Spoor v. Wells

3 Barb. Ch. 199 | New York Court of Chancery | 1848

The Chancellor.

There is no evidence in this case showing how the three Sedgwicks, who gave the conveyance to Mrs. Spoor in 1814, were connected with Theodore Sedgwick, sen. who made the contract. But as their agent received the money on that contract, and executed the deed as their attorney, it may be fairly inferred that they had acquired tlie interest of T. Sedgwick, sen. in the land, as his grantees, devisees, or heirs; and were willing to ratify the contract, although they probably were not bound to do so, under its provisions. I think, therefore, that if the contract had actually been fulfilled for the benefit of the children,, by a payment out of their funds, or by a donation from their mother for their use, they would, in equity, have been entitled to the lot; if they had asserted their claim within a reasonable time, and had not in fact received an equivalent therefor. But as their mother conveyed the property to Wells for a full consideration, with covenants of warranty and seisin, if they had no equitable claim as against the mother, it would be inequitable and unjust to permit them to recover the land from the defendant; and thus charge her with the value thereof through her covenants to the defendant.

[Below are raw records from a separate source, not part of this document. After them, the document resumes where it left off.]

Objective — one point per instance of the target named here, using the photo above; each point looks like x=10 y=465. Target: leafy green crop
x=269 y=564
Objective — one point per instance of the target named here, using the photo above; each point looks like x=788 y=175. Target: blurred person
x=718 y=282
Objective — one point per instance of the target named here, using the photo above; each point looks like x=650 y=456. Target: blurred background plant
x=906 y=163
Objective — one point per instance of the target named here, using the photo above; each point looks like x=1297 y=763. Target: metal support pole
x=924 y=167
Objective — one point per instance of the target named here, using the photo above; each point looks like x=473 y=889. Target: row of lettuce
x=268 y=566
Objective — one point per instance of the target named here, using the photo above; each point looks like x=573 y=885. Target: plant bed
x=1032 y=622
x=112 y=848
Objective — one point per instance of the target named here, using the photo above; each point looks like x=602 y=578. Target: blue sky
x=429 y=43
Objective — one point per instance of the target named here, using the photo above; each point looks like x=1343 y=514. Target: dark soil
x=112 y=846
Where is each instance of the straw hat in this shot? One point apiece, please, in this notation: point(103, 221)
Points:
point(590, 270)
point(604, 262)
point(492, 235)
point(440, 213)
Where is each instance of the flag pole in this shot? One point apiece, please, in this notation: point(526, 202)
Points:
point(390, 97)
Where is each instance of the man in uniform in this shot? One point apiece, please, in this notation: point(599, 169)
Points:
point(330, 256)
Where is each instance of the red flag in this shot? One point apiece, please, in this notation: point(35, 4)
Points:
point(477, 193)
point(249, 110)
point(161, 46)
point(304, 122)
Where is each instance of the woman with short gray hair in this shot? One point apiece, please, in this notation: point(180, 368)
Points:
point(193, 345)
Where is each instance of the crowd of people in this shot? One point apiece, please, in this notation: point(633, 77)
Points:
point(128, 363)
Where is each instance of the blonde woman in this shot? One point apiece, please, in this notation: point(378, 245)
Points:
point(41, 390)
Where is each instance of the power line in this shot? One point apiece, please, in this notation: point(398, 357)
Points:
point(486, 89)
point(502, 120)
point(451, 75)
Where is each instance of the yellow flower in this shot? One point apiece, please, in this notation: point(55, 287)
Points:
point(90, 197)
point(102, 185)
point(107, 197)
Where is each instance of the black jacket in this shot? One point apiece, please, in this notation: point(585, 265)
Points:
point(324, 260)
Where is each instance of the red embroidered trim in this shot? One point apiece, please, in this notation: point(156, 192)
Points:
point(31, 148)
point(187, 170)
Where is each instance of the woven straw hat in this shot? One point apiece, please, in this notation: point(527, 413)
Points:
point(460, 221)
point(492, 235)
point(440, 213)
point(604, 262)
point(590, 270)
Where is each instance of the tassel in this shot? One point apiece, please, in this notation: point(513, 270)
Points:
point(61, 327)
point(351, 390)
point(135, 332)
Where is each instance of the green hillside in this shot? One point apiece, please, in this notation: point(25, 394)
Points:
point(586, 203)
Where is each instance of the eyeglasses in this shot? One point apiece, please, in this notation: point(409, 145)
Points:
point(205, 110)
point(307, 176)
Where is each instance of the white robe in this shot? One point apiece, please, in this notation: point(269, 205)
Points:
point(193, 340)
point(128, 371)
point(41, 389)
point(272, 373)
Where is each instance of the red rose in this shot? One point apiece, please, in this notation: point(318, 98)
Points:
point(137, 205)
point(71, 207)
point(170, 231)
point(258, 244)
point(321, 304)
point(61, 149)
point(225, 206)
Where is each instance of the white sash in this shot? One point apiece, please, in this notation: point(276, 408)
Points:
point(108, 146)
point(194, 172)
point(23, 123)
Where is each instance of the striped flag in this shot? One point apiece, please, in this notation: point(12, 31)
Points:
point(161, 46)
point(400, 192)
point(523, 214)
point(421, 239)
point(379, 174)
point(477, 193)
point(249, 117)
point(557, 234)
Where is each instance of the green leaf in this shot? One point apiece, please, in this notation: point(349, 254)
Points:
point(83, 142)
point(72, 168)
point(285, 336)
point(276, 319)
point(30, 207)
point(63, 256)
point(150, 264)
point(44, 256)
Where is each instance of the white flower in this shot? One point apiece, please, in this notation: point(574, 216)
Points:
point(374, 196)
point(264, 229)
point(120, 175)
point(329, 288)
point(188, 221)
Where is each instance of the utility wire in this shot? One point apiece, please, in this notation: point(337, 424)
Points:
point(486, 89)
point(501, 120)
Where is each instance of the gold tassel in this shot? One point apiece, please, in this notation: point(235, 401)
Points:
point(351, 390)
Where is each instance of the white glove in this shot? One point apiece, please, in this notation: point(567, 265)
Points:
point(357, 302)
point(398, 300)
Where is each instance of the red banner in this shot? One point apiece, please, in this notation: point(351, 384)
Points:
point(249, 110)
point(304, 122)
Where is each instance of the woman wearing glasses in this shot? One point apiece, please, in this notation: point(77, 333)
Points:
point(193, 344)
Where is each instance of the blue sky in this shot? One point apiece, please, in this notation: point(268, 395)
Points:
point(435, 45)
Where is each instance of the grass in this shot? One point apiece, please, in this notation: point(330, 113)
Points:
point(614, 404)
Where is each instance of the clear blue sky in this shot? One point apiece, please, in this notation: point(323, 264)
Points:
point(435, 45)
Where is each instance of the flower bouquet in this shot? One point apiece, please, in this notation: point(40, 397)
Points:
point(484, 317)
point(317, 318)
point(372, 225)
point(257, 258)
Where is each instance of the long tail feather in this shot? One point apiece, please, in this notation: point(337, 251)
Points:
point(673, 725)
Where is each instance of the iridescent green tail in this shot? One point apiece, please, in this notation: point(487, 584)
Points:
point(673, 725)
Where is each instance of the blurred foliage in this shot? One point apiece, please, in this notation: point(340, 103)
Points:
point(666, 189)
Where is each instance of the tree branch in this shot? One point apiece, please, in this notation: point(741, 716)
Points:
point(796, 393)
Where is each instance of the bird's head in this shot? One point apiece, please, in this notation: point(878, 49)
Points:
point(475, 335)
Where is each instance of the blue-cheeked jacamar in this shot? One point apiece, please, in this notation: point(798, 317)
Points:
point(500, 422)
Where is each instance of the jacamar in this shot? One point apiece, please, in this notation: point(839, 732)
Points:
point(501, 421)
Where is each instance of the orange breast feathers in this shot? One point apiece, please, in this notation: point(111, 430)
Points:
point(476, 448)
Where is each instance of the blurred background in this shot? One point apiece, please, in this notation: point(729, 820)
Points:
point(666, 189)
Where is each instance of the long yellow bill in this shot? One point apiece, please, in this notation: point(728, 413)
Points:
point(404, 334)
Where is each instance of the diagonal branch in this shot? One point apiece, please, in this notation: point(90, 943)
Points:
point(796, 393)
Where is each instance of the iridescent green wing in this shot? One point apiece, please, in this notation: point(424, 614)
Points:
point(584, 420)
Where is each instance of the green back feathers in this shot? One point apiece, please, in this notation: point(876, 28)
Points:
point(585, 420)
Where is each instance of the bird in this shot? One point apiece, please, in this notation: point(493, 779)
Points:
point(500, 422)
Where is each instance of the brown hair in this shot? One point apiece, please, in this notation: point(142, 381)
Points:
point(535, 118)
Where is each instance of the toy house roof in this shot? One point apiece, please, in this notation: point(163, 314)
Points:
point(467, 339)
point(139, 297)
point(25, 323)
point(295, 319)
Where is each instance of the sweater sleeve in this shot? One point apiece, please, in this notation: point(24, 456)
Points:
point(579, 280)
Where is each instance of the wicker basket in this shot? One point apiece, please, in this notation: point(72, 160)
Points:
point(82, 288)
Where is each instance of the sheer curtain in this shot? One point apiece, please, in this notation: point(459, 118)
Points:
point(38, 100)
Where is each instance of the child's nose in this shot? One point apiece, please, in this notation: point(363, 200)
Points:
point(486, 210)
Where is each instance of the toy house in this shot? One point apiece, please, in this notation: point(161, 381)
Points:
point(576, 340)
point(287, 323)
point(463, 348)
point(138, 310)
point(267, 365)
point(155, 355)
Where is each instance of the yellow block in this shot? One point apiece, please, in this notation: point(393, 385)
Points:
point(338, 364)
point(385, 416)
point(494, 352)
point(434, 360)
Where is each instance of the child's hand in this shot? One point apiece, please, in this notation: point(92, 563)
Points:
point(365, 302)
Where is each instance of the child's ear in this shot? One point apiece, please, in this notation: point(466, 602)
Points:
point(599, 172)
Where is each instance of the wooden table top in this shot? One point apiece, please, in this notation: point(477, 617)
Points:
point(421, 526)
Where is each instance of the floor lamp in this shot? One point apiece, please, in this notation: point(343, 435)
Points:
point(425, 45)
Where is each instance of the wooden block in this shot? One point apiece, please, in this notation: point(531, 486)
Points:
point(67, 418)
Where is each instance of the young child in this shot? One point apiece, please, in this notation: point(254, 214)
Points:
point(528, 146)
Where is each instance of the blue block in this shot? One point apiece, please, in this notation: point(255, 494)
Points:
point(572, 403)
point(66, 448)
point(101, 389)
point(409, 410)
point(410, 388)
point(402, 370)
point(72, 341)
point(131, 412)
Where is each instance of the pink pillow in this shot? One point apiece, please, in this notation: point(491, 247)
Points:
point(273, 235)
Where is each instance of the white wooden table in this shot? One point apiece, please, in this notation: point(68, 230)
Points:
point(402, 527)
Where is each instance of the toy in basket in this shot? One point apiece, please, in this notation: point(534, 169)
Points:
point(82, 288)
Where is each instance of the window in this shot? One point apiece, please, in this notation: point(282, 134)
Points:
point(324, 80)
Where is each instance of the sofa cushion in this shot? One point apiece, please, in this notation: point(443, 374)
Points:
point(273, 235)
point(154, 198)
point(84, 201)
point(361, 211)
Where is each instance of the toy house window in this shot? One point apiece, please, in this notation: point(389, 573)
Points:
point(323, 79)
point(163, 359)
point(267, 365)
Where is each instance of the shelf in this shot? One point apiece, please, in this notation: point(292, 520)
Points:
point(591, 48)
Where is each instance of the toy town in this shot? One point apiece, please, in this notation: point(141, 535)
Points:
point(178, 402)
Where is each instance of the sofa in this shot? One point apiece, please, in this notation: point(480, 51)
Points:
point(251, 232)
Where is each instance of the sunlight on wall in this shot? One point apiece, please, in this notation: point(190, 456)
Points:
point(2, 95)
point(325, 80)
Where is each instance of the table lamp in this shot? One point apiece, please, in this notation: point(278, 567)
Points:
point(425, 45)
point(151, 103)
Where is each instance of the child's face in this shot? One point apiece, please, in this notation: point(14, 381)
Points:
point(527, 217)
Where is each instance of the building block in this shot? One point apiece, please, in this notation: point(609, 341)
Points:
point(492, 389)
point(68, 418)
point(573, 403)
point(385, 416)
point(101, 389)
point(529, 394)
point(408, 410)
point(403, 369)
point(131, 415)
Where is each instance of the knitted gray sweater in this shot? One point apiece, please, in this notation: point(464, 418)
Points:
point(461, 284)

Taking the facts as they appear, it is very evident that the mother has really paid the whole consideration for the land, either directly or indirectly; and that the complainants have no equitable claim against her on account of the sale thereof. As she has conveyed with warranty, and has received the proceeds of the land, and has invested a portion of the proceeds in *202other lands, for the benefit of two of her children, she and the lands conveyed to them should be first charged, before resort is had to the lands in possession of the defendant., to satisfy any claim the complainants may have on account of the Sedgwick contract. For the interest of the children in the 40 acre lot was a mere equitable right.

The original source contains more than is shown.